Let $\ell$ be a strictly positive integer. Let $F$ be a closed subset of $\mathbb { R } ^ { \ell }$ and let $\phi : F \rightarrow F$ be a map. We assume that there exists $k \in [ 0,1 [$ such that $$\forall x \in F , \quad \forall y \in F , \quad \| \phi ( y ) - \phi ( x ) \| \leqslant k \| y - x \| .$$ (a) We choose a point $x _ { 0 } \in F$. Show that the formula $x _ { n + 1 } = \phi \left( x _ { n } \right)$ defines a sequence $\left( x _ { n } \right) _ { n \geqslant 0 }$ of elements of $F$, and that this sequence is convergent in $F$.
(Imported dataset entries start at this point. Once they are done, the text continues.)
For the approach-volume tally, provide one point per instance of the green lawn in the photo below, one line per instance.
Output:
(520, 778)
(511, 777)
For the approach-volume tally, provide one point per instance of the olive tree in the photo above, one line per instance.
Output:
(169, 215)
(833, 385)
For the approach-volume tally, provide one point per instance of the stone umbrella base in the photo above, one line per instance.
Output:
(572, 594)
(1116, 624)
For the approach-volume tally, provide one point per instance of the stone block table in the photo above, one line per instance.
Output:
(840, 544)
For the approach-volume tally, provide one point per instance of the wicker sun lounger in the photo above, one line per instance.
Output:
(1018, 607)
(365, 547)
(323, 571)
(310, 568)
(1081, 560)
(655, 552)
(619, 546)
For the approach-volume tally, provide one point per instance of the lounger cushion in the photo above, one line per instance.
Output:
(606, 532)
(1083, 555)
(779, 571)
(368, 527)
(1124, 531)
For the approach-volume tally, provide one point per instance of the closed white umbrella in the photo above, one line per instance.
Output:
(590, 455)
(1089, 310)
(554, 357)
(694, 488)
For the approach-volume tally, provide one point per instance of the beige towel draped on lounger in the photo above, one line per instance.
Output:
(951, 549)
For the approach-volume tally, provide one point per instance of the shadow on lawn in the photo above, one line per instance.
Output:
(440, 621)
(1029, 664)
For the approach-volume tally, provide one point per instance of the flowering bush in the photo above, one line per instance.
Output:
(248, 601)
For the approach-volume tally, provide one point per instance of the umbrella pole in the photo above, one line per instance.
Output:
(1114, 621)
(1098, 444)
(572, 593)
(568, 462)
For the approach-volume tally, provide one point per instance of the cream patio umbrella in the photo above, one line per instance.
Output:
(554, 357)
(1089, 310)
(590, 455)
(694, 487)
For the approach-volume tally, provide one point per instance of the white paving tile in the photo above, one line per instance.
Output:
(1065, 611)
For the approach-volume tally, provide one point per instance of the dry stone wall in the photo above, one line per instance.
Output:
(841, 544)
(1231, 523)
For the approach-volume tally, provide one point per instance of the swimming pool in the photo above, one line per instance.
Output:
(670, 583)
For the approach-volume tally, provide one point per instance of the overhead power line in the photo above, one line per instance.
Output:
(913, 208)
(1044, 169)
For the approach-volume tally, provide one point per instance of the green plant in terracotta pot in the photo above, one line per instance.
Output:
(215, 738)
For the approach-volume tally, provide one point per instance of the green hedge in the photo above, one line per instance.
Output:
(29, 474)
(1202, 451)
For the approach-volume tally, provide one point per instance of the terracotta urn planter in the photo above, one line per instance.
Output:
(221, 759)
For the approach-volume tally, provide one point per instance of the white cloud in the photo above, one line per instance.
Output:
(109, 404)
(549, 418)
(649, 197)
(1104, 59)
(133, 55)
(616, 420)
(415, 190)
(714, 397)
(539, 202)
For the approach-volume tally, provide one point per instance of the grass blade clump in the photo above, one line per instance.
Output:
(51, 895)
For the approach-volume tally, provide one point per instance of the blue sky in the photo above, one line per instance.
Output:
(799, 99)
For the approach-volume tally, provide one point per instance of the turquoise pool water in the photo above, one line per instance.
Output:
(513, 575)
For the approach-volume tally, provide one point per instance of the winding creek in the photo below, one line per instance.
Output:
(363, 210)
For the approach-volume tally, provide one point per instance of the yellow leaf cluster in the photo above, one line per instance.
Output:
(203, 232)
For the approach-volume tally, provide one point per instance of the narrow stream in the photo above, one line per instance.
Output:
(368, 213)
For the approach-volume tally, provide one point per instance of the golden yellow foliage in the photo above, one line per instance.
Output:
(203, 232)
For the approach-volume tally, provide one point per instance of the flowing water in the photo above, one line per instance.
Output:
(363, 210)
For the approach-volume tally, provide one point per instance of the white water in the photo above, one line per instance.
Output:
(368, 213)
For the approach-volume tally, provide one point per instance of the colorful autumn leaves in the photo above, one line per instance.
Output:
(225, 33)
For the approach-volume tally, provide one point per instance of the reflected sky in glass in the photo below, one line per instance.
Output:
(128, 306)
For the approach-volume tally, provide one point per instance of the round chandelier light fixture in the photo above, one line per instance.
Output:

(b) Deduce that $\phi$ has a unique fixed point in $F$.
(c) This fixed point being denoted $x ^ { * }$, bound $\left\| x _ { n } - x ^ { * } \right\|$ as a function of $\left\| x _ { 0 } - x ^ { * } \right\|$.
(d) In what precedes, we assume that $$\phi = \underbrace { \theta \circ \cdots \circ \theta } _ { m \text { times } } ,$$ where $\theta : F \rightarrow F$ is a map and $m \geqslant 2$ is an integer. Show that $\theta$ has a fixed point, and a unique one, in $F$.